A inadimplência pesou, como em todo o sistema?
Tavares _ O Sicredi tem uma tradição de inadimplência bastante baixa. Hoje, menos de 2%. Durante a crise, chegou acima de 3%. O pulo da gato é o trabalho que é feito nas cooperativas, que faz com que a gente saia do risco muito rápido. Só que tem custo operacional alto. Internalizamos parte do conhecimento de sistemas e hoje, metade da nossa decisão de crédito é automatizada. Isso permitiu evitar um pico de inadimplência.
O Sicredi tem linha de crédito para startups?
Tavares – Estamos nos aproximando. Ainda não temos a mesma experiência de outros ramos, como micro e pequena empresa. A iniciativa de estar no Tecnopuc é para entender esse ecossistema. Queremos nos aproximar. Temos o projeto Inovar Juntos, pedimos o apoio de uma empresa que vai selecionar startups para resolver 12 problemas do Sicredi.
A presença em 92% dos municípios gaúchos é sustentável?
Seefeld – Temos procurado estar presentes nas comunidades e, ao mesmo tempo, ajustar as estruturas de atendimento, sempre de olho na viabilidade econômica. Toda agência tem de ter viabilidade, não somos entidade assistencialista. O associado cobra no final do ano, na assembleia, que a unidade do município tenha resultado, que essa agência contribua.
O quanto preocupam os frequentes assaltos nas agências no Interior?
Seefeld – Temos feito investimento contínuos e frequentes e preparando infraestrutura. Temos monitoramento 24 horas por dia, sete dias por semana. Temos também o compromisso de fazer com que a Brigada Militar fique no município. Não somos imunes ao problema, mas estamos conseguindo minimizar. Também fazemos conscientização para as pessoas utilizem mais os meios eletrônicos para pagar contas e fazer operações bancárias.
O que o Sicredi foi buscar ao se instalar no Tecnopuc?

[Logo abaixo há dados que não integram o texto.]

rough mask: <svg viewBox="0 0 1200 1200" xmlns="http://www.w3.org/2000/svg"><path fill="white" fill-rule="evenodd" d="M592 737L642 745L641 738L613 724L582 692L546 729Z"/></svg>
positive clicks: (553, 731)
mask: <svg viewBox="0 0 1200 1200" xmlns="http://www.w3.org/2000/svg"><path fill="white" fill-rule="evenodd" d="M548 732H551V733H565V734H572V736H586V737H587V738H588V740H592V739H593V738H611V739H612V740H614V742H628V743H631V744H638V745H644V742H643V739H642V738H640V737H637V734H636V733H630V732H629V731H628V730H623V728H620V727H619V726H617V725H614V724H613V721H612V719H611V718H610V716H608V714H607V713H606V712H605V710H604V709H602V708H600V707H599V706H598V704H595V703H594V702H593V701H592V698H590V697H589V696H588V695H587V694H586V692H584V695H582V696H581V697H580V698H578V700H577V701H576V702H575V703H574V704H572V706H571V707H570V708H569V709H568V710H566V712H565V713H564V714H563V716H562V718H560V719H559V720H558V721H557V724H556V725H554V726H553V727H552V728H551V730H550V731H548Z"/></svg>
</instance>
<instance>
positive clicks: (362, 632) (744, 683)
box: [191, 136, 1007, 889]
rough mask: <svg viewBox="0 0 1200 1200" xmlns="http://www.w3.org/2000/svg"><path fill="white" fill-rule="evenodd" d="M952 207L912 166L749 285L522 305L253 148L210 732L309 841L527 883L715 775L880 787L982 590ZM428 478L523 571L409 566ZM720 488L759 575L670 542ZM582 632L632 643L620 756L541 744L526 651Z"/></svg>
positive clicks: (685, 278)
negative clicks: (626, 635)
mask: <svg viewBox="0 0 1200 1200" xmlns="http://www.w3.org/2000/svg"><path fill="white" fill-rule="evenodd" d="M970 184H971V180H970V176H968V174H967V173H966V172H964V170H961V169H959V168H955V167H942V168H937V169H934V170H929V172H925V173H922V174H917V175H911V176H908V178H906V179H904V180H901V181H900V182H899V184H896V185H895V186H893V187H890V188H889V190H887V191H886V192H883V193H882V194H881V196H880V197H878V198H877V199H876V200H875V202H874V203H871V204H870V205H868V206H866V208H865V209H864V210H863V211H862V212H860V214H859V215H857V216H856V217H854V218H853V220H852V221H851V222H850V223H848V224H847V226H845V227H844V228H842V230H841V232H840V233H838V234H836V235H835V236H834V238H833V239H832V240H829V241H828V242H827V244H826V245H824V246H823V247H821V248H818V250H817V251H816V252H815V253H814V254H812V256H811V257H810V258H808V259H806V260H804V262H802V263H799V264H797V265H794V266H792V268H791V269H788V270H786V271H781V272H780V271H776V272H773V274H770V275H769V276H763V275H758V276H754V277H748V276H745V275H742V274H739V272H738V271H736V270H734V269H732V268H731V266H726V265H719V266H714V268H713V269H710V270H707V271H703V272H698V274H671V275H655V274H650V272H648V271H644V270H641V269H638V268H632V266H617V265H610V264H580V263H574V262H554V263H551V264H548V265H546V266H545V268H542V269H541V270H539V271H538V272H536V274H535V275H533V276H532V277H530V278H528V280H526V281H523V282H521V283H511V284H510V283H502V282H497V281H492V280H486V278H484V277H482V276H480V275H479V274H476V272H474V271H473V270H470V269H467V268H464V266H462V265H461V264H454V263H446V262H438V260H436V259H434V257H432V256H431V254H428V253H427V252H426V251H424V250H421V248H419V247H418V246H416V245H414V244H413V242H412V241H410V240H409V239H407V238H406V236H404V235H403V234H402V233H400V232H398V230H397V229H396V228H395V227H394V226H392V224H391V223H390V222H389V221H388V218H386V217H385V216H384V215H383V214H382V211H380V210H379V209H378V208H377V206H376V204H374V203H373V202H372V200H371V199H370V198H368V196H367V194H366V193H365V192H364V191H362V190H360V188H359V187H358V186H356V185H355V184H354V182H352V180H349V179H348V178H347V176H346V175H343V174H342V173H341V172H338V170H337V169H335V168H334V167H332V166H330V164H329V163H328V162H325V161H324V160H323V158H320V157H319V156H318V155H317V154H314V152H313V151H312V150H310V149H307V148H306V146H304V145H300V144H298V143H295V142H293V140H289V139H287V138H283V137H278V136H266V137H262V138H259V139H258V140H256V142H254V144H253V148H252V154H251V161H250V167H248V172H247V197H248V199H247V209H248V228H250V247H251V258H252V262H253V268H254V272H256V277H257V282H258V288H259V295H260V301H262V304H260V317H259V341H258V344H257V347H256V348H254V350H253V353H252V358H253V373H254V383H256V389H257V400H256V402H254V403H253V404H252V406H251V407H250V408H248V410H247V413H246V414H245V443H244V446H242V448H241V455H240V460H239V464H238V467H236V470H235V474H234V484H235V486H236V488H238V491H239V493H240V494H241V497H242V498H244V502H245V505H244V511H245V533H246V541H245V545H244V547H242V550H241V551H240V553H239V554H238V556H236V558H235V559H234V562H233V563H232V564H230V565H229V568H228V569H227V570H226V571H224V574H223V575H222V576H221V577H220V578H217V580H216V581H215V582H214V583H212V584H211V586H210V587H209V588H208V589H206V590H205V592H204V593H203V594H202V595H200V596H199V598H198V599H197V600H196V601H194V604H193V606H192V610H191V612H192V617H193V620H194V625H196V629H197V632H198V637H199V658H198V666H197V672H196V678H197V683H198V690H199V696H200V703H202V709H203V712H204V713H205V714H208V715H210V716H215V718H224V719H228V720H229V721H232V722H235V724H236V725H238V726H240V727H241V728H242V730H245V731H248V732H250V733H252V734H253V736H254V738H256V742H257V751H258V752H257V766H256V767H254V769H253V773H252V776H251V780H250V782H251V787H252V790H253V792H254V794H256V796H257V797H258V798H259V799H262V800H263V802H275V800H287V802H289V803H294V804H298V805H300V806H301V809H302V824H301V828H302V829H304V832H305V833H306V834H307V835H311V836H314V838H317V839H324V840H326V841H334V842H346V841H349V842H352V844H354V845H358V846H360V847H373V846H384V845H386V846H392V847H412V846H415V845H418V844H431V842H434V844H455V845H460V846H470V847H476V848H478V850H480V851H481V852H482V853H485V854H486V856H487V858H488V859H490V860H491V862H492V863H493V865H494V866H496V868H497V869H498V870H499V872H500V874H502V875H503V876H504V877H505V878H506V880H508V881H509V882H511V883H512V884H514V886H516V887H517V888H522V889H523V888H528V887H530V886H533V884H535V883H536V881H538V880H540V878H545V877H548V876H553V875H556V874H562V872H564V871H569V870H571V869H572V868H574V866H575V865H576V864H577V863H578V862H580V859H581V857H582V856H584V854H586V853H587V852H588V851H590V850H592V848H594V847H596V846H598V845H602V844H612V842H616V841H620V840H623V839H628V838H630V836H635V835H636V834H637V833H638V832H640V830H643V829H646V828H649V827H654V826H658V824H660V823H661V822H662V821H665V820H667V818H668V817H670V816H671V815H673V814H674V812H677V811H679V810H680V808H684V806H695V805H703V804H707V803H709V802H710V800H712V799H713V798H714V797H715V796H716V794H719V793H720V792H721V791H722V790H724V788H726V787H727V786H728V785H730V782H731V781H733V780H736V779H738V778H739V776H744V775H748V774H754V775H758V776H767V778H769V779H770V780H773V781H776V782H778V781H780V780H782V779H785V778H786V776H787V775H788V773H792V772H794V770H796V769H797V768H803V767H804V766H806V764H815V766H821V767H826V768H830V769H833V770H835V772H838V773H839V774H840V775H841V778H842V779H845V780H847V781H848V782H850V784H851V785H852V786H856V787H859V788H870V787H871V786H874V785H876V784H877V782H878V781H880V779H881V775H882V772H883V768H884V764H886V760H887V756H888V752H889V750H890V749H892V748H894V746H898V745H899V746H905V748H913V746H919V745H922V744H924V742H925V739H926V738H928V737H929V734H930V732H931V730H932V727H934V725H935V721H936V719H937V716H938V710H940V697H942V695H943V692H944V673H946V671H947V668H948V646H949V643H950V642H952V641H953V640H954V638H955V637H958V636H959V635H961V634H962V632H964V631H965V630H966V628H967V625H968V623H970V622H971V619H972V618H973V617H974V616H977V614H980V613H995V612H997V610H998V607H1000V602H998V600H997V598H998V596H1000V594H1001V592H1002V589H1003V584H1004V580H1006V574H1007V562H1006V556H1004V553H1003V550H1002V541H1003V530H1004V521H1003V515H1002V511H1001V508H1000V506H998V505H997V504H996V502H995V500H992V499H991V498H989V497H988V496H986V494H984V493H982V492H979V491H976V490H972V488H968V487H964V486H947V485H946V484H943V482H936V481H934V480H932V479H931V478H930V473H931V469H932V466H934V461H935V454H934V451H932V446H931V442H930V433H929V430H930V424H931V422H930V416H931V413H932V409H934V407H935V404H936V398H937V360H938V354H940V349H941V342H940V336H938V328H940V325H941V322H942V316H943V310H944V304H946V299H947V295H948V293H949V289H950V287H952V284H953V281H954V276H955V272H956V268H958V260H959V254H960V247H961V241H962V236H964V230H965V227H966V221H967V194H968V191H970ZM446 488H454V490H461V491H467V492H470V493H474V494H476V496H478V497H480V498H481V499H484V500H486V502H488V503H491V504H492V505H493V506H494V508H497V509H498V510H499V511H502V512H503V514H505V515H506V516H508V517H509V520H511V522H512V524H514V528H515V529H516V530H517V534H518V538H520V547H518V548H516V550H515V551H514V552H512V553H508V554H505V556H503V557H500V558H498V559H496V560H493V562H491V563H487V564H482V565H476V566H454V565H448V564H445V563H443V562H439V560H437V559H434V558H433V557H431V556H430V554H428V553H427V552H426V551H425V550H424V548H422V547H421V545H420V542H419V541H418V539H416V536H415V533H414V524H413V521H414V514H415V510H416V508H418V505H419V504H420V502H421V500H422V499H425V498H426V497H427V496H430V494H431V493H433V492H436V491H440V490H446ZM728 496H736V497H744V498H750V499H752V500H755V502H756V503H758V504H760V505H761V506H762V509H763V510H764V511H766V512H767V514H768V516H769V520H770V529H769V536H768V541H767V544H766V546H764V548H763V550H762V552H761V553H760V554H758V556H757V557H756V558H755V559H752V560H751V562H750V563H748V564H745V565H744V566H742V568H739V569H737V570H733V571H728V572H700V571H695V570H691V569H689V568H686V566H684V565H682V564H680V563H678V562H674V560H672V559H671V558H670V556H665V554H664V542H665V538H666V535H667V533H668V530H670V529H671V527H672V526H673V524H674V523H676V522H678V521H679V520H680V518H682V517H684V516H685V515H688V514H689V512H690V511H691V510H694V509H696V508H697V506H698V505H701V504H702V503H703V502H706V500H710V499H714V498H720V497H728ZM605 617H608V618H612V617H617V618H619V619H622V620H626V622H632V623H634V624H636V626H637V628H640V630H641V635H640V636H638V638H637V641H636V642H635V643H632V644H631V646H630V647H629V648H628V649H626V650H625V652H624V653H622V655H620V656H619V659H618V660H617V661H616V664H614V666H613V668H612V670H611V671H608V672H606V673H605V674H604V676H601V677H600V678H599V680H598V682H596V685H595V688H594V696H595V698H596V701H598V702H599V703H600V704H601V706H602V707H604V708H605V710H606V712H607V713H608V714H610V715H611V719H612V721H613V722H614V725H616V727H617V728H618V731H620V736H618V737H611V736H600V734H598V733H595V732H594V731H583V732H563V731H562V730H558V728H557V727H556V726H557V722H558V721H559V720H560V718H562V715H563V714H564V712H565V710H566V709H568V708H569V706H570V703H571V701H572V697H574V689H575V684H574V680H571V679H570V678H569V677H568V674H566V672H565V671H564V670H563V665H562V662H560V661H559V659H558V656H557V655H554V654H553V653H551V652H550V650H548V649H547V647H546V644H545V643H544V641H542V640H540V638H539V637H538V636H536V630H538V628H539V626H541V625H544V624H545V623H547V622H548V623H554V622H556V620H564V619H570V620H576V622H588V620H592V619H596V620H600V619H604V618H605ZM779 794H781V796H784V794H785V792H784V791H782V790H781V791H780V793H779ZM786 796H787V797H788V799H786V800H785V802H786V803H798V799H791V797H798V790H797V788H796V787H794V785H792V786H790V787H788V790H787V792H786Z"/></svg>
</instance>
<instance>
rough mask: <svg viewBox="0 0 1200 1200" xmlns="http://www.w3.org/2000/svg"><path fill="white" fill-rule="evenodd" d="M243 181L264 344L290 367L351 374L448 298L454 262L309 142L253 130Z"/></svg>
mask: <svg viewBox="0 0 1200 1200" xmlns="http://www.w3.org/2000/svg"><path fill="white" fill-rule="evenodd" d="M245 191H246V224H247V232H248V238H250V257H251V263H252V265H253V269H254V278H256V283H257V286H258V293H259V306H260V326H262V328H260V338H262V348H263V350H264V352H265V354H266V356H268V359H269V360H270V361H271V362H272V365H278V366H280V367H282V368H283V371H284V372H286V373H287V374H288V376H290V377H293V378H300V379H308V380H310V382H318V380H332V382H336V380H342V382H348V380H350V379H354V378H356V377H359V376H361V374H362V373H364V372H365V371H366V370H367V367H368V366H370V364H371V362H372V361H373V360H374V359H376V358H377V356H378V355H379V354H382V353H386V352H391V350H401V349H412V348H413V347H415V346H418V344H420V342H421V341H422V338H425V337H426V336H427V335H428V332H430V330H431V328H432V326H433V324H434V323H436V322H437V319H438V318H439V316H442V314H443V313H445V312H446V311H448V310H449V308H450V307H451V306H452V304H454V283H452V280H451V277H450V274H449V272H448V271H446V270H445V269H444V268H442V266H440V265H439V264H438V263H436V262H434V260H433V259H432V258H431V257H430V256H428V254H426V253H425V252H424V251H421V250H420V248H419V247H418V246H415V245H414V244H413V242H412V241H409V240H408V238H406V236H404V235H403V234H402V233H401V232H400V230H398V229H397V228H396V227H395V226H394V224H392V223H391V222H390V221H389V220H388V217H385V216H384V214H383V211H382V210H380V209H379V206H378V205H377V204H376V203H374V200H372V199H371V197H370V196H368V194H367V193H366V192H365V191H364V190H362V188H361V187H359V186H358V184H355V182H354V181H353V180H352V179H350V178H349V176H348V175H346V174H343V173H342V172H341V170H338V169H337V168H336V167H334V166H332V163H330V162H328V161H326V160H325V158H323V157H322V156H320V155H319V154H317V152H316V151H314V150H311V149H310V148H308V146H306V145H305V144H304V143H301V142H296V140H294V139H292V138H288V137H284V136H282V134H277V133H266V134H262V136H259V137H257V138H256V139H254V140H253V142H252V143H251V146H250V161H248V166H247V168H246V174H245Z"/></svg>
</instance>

Tavares – Temos 200 pessoas lá. Para poder estar em tantos municípios, precisamos ter tecnologia atual, que sai caro. Como toda instituição financeiro do país, temos sistema modernos e antigos. Nossa plataforma digital de cooperativismo, o Woop, não é um banco digital. É uma cooperativa digital. Abre a conta com foto dos documentos, leva sete minutos para abrir a conta. Tem atendimento por chat, tudo o que as pessoas gostam, mas tem educação financeira como adicional. O mais interessante, ao se aproximar desse ecossistema, é que estamos revendo a forma de administrar a empresa. Internalizar uma nova forma de pensar é mais difícil. Estamos pensando em metodologia para trazer para o nosso mundo não tão digital.
O futuro dos negócios financeiros passa mesmo pelo blockchain (sistema de registro de criptomoedas)?
Tavares – Um dos custos altos de uma instituição financeira, são os de registro. O blockchain elimina esse custo alto. Estamos nos aproximando do ecossistema do Banco Central para estudar o blockchain. A intenção é criar uma comunidade para melhorar todas as operações e diminuir o custo de registro. É uma tendência que não tem jeito, veio para ficar. Não operamos com criptomoedas, estamos fora desse mercado.
Como o Sicredi vê as fintechs?
Lutar contra as fintechs é um esforço inútil. É incorporar. É como lutar contra a internet. O que tem de construir é um ecossistema. O segundo mercado que usa mais startup no Brasil é o mercado de agronegócio. Então está em todos os mercados, não podemos ficar fora disso.